Writing Centers in Unlikely Places
One of the sessions I went to at the IWCA/NCPTW conference in Minneapolis featured Carol-Ann Farkas of the Massachusetts College of Pharmacy and Health Sciences and Susan Mueller of the St. Louis College of Pharmacy talking about the writing centers they direct in the relatively unusual setting of pharmacy education. I feel an allegiance to this topic because Carol-Ann is my successor at MCPHS, and the six years I spent there certainly taught me a great deal about writing across the health-care curriculum, about being a liberal arts faculty member at a non-liberal-arts institution, and about starting a writing center from scratch.
I've had the opportunity to write some about my experiences at MCPHS, including a piece on the history of writing at that institution, which you can find here at the LLAD archives. That was also my first foray into archival work, a kind of research that has pretty much taken over much of what I do for scholarship, whether that's tracing the history of particular writing centers or of students' use of writing to learn laboratory science. At the time of my research into MCPHS's history with writing, I was newly hired and wanted to get some grounding in the institution itself (you can see a timeline of writing at MCP here), as well as some idea of the precedent for work that looked like writing center work. That college has been graduating students since 1869, and I figured somewhere along the line someone made the move to help students become better writers through one-to-one tutoring. Thus, this piece of institutional history, which I initially wanted to use to broaden my knowledge and to communicate to faculty who were responsive to precedents, became more than a public relations ploy.

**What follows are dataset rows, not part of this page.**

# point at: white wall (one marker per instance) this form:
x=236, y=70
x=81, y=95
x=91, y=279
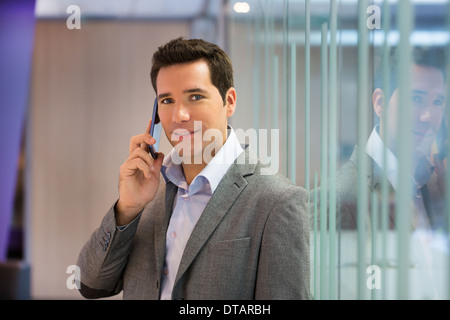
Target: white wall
x=91, y=92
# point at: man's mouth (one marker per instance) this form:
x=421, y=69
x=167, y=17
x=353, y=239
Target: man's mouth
x=183, y=134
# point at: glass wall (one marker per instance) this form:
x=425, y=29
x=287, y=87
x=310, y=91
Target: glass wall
x=356, y=91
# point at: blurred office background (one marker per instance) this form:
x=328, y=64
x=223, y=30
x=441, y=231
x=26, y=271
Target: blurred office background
x=71, y=99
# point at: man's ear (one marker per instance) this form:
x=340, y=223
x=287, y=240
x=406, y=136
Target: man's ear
x=377, y=101
x=230, y=101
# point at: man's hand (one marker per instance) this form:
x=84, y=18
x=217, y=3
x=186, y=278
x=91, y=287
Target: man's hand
x=138, y=178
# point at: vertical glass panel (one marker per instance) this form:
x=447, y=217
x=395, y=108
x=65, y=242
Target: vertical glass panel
x=358, y=90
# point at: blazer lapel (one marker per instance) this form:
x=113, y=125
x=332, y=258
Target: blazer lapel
x=161, y=225
x=228, y=190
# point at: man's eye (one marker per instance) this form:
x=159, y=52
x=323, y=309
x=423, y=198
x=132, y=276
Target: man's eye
x=416, y=99
x=438, y=103
x=196, y=97
x=167, y=101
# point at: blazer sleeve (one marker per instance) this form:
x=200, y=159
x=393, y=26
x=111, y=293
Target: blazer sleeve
x=103, y=258
x=284, y=265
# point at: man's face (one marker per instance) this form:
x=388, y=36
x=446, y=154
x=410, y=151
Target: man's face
x=427, y=106
x=186, y=94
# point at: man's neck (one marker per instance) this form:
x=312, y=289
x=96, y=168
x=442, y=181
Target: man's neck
x=192, y=170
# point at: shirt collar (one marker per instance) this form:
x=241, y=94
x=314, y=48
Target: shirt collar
x=212, y=173
x=374, y=149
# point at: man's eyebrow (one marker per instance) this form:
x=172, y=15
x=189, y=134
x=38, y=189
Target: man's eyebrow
x=419, y=91
x=163, y=95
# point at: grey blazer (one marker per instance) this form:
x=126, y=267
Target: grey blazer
x=251, y=242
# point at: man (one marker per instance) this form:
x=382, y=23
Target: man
x=210, y=229
x=427, y=106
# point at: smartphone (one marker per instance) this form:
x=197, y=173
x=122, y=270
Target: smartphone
x=155, y=130
x=441, y=140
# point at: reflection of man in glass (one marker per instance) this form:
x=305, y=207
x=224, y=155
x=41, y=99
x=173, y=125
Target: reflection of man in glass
x=427, y=104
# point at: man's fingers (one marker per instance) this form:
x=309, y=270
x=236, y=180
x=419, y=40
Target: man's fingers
x=141, y=141
x=141, y=154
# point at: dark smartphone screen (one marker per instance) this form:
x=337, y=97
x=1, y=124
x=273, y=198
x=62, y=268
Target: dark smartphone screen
x=155, y=130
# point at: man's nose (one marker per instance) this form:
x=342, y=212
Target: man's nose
x=425, y=115
x=180, y=113
x=426, y=112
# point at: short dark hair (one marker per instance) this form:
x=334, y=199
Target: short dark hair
x=182, y=50
x=432, y=56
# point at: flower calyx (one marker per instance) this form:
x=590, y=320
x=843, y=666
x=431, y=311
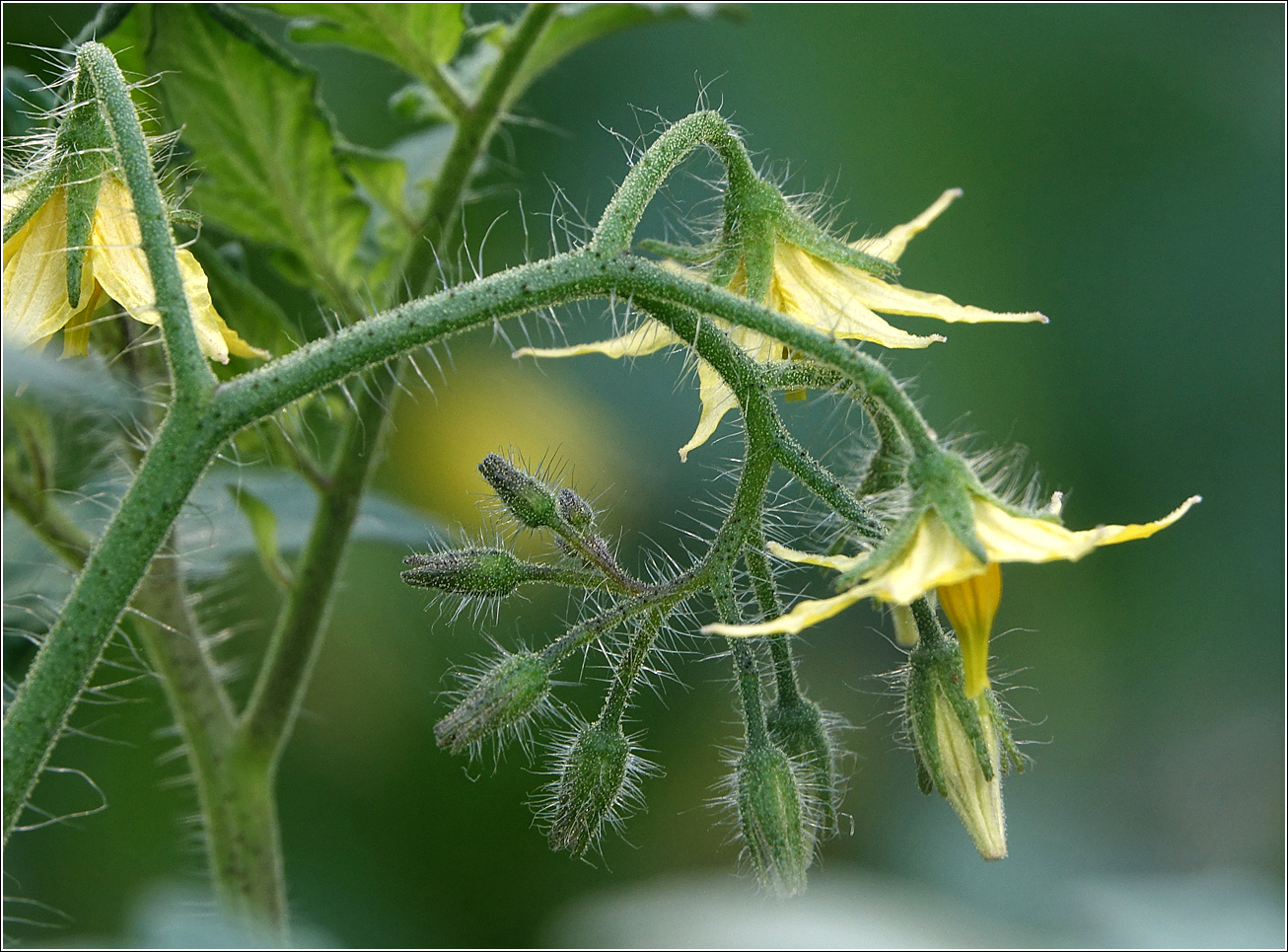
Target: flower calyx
x=959, y=742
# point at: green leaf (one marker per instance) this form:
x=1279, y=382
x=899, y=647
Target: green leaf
x=213, y=531
x=415, y=37
x=263, y=142
x=384, y=177
x=263, y=526
x=577, y=25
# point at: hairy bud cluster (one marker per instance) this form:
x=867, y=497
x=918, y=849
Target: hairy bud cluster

I like to think of writing center research that way: what might start as a fairly simple attempt to answer a practical question or come up with some strategy can broaden into a piece of writing that's of interest to a wide audience. Another variation on this strategy is how much of my current research on the history of writing centers has broadended to encompass the history of the concept of laboratory methods of teaching, whether that means teacher-student conferences, science laboratories, or any other "experimental" approaches to teaching and learning. It all starts with writing centers, for me, one of the most enduring experiments in teaching at any educational level.
Tomorrow I'll end this week's blog entries with some idea of what I have learned about the history of teaching science in laboratory settings and how strikingly parallel that history is to the teaching of writing one-to-one. It all adds up to the idea of a writing center/writing lab in some places we wouldn't normally associate with those practices.